NEW YORK: US stocks closed higher Friday, with the S&P 500 hitting its highest level in five years, helped by a steady December jobs report and a surprise improvement in a key index for the service sector.
The December job creation numbers came in at a modest 155,000, not enough to spark great optimism but showing strength given the unsteady political policy climate of recent months.
In addition the latest ISM index on the service sector showed unexpected growth in December, the fastest in 10 months, led by new orders and employment.
That helped the Dow Jones Industrial Average finish up 43.85 points (0.33 percent) at 13,435.21.
The broad-based S&P 500 advanced 7.10 points (0.49 percent) to 1,466.47, its highest close since December 31, 2007.
The tech-heavy Nasdaq Composite inched up just 1.09 (0.04 percent) to 3,101.66, held back by a 2.8 percent fall in Apple shares.
Investors showed mixed feelings about the jobs data -- the unemployment rate stayed stuck at 7.8 percent -- but it was seen as more positive than negative.
"While a 150,000-170,000 per month trend in payrolls is far from booming, it is strong enough over time to keep the unemployment rate moving down," said Jim O'Sullivan, chief US economist at High Frequency Economics.
Google added 2.0 percent after US regulators ended Thursday a lengthy antitrust probe, saying there was not enough evidence to show the Internet giant manipulated its search results to harm its competitors.
Pharmaceutical firm Eli Lilly jumped 3.7 percent after issuing a 2013 earnings forecast that exceeded expectations.
Research in Motion gained 4.2 percent as interest builds in its release at the end of this month of its new BlackBerry 10 technology.
Financial shares were strong, with Citigroup gaining 2.5 percent and Goldman Sachs 2.7 percent.

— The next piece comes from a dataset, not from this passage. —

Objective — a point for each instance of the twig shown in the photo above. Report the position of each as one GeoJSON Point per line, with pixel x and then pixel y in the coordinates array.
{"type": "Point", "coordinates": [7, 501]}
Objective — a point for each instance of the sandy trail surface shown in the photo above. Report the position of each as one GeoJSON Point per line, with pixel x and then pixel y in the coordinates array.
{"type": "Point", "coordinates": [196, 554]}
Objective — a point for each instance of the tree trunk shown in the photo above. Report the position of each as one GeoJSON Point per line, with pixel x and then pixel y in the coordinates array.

Oil rig operator Transocean leaped 5.3 percent, extending Thursday's gain after agreeing to pay the United States $1.4 billion for its role in the 2010 Deepwater Horizon disaster in the Gulf of Mexico.
Major losers included Microsoft (-1.9 percent), apparel chain Lululemon Athletica (-4.2 percent) and Qualcomm (-1.5 percent).
Bond prices fell. The yield on the 10-year US Treasury rose to 1.91 percent from 1.86 percent late Thursday, while the 30-year increased to 3.11 percent from 3.07 percent. Bond prices and yields move inversely.